Radio journalist Johnny (Phoenix) travels the country talking with kids about the past, present and future. The questions aren’t really known, but the answers are shown to us in full. We hear from kids who are worried about global warming, political strife, bullying because they don’t look or act like others, and so on. We also get simple things, like their joys, video games they’re playing and other random nuggets of youthfulness. In the midst of his latest interview, Johnny gets a call from his sister Viv (Hoffman) who requests that he watch her son Jesse (Norman) so that she can go take care of things with her estranged husband who’s dealing with an avalanche of mental health issues at an institute.
“C’mon C’mon” shows us the unlikely bond that develops between Johnny and Jesse. Whereas Johnny is the one asking questions, the script is flipped as Jesse, by obnoxiously repeating himself, questions Johnny about his past, present and future while being mum on his own. Their bonding increases when Johnny has to go back out on the road to interview kids. With Jesse in tow, Johnny continues his craft while Jesse becomes increasingly interested in the craft of interviewing as well as Johnny’s audio equipment.
So, what can viewers hope to attain from “C’mon C’mon”? That was a question I was asking myself while watching the film because I myself was trying to find meaning. My partner pointed out the fact that the kids being interviewed in the film were real-life kids, not characters, actually being interviewed by Phoenix. She also pointed out a sad truth during these interviews, which is that these kids appeared to have the same anxieties modern adults have. While her view is correct and not wrong, my view was in that same vein, but in a different direction.

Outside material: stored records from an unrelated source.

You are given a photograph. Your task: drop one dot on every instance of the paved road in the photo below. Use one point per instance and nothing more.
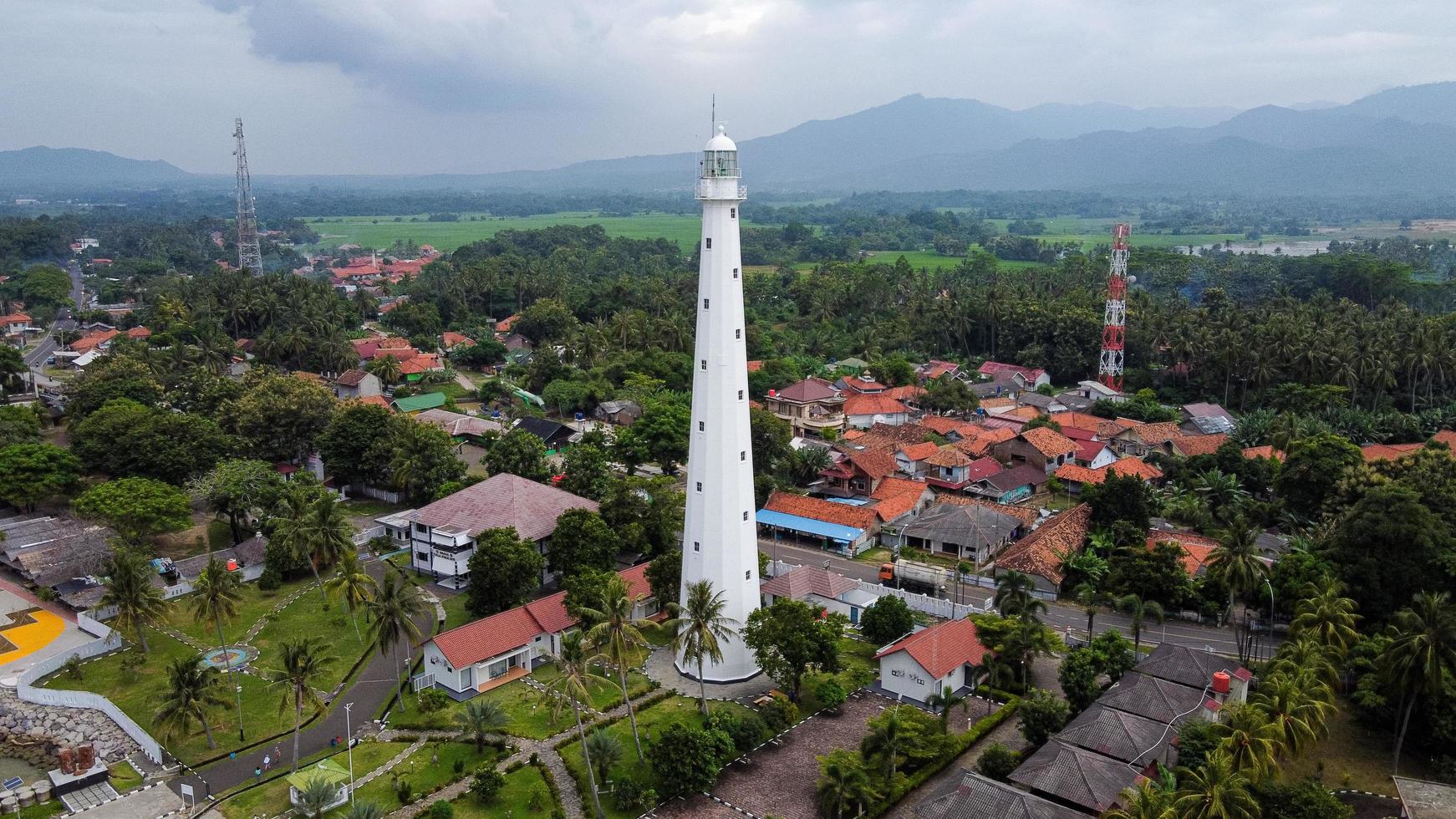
(1057, 616)
(373, 685)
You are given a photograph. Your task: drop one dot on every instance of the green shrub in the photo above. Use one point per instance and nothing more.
(998, 761)
(779, 715)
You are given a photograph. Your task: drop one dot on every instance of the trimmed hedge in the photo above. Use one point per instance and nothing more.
(957, 746)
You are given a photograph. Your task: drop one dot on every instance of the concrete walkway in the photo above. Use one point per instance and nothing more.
(373, 687)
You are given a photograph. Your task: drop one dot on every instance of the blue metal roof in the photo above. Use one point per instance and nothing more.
(808, 526)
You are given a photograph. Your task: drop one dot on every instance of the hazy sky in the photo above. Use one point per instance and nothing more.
(418, 86)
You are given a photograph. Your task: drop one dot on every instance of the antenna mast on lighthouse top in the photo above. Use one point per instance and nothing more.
(1114, 319)
(249, 255)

“C’mon C’mon” shows us the power of not only sharing our feelings and thoughts, but the power of listening to someone else share their feelings and thoughts. Throughout the film we watch Johnny listen to kids as they let a free flow of ideas and feelings spill out. He never interrupts them or questions them, he simply listens, which might be something these kids’ parents aren’t doing at all. If that is the film’s purpose, to show us the power of shutting our mouths when someone else is talking, we get a bit of that back in the fictional part of this film.
Johnny, who’s childless, has to deal with Jesse in a way he never has. Most of the encounters he has now with kids is asking questions and listening, but once he’s in charge of Jesse, who doesn’t answer questions or share, he has to maneuver and go through a nightmarish trial and error phase, like losing sight of a nine-year-old in a crowded public setting or having to demonstrate to a child how to handle something that they themselves don’t have a grip on. Jesse, who is actually clueless about this fact, is surrounded by adults who have several emotional and mental issues that they themselves aren’t handling while attempting to create a healthy environment for Jesse. It’s kind of a perfect summary of being an adult/parent, compromising one’s own issues to ensure the happiness of others or their kids, but we see how damaging it is considering the fact that most of the real-life kids interviewed in this film aren’t happy.
“C’mon C’mon” is not a sad movie by any stretch of the imagination. It is sorrowful because of how melodramatic it can be, but that melodrama is portrayed in a realistic and believable way. Because of the film’s authenticity, with sometimes cliché material, the gentle uplifting nature of the film’s ending feels way more genuine. Even if you aren’t as charmed by the film as I was, I hope you take away the most important thing this movie teaches, stop, listen and do better, not just for those around you, but for yourself.